Mbororo dancing is very odd and reminds me strikingly of awkward high school formals. All the men link arms in a semi-circle, as the girls stand at a distance. The drummers play the same rhythm over and over again: tam-tamtam-tam-tam-tamtam-tam from 3pm to 9pm. The girls walk with the drummers towards the gathered boys. Each girl chooses one boy, pulls him from the group, and brings him to the ‘middle ground’, which is where everyone then busts the same exact dance move, which goes something like this: Stand up, bend forward so your torso is parallel with the floor and your butt is sticking out, and then wag your behind for a good 15 seconds. After everyone does this move, the men return to their semicircle and the girls return to their mass, and the whole process is repeated again. The Mbororo do this for 6 hours straight, without variation, and without stopping. I got in there at one point and shook what little behind I had, and judging by the laugher, I should start my own comedy show.
All around the dancing crowd, women and girls sold oranges, guavas, chewing gum, and other crackers and biscuits as the dancing continued into the night. Rugai paced back and forth in the crowd, acting either too 'busy' or too 'cool' to join the dancing. I decided to ditch her and her teenage wanderings and go sit to watch the dancing.
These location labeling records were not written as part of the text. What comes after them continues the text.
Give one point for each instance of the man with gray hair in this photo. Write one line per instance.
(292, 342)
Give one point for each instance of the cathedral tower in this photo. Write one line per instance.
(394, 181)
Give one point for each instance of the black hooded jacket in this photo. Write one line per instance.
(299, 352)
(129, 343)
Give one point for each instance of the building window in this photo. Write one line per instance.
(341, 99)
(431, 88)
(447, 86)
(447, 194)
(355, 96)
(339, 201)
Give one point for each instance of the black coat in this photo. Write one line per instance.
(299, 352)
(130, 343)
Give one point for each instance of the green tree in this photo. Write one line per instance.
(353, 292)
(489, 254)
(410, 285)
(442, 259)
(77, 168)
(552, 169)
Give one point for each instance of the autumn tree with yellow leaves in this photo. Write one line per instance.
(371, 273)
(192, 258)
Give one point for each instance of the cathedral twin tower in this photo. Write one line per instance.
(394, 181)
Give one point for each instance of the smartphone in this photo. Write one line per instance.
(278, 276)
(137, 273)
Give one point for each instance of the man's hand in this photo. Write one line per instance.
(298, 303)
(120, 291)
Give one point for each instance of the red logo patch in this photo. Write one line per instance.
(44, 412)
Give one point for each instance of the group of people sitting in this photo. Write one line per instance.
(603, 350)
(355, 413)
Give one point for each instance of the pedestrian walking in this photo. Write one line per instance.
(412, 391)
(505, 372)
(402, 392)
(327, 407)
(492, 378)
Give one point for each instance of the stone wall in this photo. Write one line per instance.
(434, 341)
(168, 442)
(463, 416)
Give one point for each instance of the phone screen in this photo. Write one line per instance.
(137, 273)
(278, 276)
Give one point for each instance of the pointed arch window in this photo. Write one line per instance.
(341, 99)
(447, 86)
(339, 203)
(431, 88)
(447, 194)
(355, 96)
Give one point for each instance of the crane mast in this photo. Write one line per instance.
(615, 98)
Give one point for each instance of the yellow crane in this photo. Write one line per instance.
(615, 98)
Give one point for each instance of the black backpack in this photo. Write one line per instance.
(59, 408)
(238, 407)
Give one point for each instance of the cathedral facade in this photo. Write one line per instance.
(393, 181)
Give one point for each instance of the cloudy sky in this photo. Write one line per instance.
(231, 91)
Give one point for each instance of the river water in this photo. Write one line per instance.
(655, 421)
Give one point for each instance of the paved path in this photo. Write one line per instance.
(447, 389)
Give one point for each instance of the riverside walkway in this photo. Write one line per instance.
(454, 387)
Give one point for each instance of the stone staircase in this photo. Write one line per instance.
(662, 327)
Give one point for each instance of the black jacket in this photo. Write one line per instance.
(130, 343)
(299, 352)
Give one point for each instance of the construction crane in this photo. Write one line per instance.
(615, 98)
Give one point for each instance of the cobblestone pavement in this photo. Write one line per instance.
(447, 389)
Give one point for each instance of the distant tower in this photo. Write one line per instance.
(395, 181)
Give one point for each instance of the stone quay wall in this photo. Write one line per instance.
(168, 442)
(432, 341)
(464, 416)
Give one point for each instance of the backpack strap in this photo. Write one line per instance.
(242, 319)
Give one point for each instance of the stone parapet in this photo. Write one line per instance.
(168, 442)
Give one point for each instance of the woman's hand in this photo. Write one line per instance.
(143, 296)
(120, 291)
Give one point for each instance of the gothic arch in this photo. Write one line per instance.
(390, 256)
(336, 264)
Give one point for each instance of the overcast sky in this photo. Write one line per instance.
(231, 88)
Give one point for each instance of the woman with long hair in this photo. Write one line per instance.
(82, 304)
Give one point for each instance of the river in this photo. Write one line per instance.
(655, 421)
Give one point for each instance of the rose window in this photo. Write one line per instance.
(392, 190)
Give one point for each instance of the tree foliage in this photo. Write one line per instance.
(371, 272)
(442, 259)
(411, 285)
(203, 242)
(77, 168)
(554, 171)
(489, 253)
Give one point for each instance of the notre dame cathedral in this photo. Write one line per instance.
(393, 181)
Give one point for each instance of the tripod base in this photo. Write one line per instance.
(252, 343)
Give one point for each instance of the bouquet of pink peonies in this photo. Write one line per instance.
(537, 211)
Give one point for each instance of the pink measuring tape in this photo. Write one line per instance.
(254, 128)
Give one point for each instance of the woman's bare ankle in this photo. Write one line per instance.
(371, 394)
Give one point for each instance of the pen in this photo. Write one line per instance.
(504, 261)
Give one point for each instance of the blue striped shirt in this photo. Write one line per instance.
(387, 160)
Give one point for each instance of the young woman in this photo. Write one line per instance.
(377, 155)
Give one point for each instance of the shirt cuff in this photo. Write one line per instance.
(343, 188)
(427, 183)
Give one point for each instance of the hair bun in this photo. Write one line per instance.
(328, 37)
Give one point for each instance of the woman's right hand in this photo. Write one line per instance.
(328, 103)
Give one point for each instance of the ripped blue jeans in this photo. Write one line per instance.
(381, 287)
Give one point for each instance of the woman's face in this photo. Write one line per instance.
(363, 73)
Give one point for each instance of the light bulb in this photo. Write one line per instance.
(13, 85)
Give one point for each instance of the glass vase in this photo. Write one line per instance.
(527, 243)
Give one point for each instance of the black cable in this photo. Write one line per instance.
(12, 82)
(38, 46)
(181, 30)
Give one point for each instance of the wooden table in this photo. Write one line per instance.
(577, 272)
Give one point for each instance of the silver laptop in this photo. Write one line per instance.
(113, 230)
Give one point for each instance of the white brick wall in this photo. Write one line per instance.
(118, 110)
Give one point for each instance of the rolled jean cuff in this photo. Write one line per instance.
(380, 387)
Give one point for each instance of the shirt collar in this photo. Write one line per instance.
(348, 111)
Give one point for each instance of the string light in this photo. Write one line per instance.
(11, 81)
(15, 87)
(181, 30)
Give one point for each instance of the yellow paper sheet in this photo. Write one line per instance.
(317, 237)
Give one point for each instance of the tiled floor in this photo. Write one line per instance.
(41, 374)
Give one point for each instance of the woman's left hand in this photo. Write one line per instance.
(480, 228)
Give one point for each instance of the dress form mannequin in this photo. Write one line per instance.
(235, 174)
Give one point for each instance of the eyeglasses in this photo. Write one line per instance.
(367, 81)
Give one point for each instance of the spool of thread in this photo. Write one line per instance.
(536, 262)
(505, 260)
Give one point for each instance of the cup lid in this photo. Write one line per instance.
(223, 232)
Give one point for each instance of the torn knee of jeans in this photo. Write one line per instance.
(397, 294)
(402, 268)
As I said, pretty much every aspect reminded me of an awkward school formal. As the sun started to set, I followed the group from the school to the market, where they continued for several hours more. This whole process was repeated every night for a week.
While I fail to comprehend the significance of this Mbororo festival and of the dance itself, it was nonetheless an amazing cultural experience that provided much insight into the local community, and what I do realize is that this is just one more way for the Mbororo to manifest the celebration of this holy holiday. All the fete-business made for an eventful first week in Ngatt, but with that came exhaustion that I inevitably had every day, but it also came much insight into the community and some great friendships.